One of this year’s most exciting AEJMC panels offers a firsthand look at how news organizations along the Eastern Seaboard dealt with the threat, arrival and aftermath of Superstorm Sandy and presents strategies for covering future natural disasters.
“Covering Superstorm Sandy: Local News Organizations Are Put to the Test,” on Friday, Aug. 9, 3:15 p.m.-4:45 p.m. in Mount Vernon Square A, brings together three journalists (courtesy of the Community Journalism Interest Group) and two academics (courtesy of the Electronic News Division).
Scott Hodgson of the University of Oklahoma will lead off with a deeply moving video he produced about coverage in the days before, during and after the storm.
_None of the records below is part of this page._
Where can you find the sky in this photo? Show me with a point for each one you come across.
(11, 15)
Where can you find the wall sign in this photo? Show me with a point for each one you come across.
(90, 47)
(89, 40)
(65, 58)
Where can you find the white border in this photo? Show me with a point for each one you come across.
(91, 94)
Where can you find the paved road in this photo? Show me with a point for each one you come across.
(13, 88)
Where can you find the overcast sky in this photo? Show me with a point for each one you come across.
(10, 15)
Journalists from along the mid-Atlantic coast reflect on their preparations, their roles and the effects of their work on their audiences. Their passion for service is palpable.
Randy Bergmann, director of community engagement and editor of the editorial pages at the Asbury Park Press on the Jersey Shore, will discuss the paper’s mobilization for storm coverage and its continuing work in Sandy’s wake.“Recovering from Sandy remains the top story for the Jersey Shore,” Bergmann wrote in an email.
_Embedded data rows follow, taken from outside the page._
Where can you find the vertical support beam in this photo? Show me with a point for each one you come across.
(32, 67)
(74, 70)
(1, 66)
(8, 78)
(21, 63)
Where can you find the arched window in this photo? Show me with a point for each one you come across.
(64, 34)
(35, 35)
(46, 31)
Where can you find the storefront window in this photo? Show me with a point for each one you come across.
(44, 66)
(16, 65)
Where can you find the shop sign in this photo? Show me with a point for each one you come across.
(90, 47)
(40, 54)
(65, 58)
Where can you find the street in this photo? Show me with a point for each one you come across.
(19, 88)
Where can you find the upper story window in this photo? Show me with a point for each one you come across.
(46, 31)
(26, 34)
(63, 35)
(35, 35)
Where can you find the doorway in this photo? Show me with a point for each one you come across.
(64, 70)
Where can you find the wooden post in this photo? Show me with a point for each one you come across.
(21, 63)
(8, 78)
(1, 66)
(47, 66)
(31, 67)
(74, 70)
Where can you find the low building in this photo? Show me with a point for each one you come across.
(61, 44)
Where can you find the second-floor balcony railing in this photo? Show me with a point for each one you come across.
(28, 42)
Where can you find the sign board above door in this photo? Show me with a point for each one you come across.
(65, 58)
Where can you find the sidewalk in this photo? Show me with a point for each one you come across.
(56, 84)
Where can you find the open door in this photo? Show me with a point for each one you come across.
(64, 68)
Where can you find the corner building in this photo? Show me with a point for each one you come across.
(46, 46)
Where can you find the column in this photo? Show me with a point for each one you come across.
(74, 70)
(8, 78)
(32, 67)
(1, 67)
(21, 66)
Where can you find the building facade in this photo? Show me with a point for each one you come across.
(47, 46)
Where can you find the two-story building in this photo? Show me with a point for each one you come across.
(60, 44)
Debbie Galant, founder of Baristanet.com and now director of N.J. News Commons, an innovative news cooperative atMontclair State University, will explain how this groundbreaking program helped news organizations throughout the state.
Ned Berke, editor of Sheepshead Bites, will talk about how his hyperlocal site in Sheepshead Bay covered one of the hardest-hit communities in Brooklyn during the storm and how it continues to cover the rebuilding.
The presentations will close with Adam Glenn of CUNY’s graduate journalism school, with highlights of how he organized the student news service and a look at a AdaptNY, a new project that models how cities can prepare for future extreme weather events like Sandy.
There will be ample time for Q&A. Barbara Selvin, a ComJIG member from Stony Brook University, is the panel’s moderator.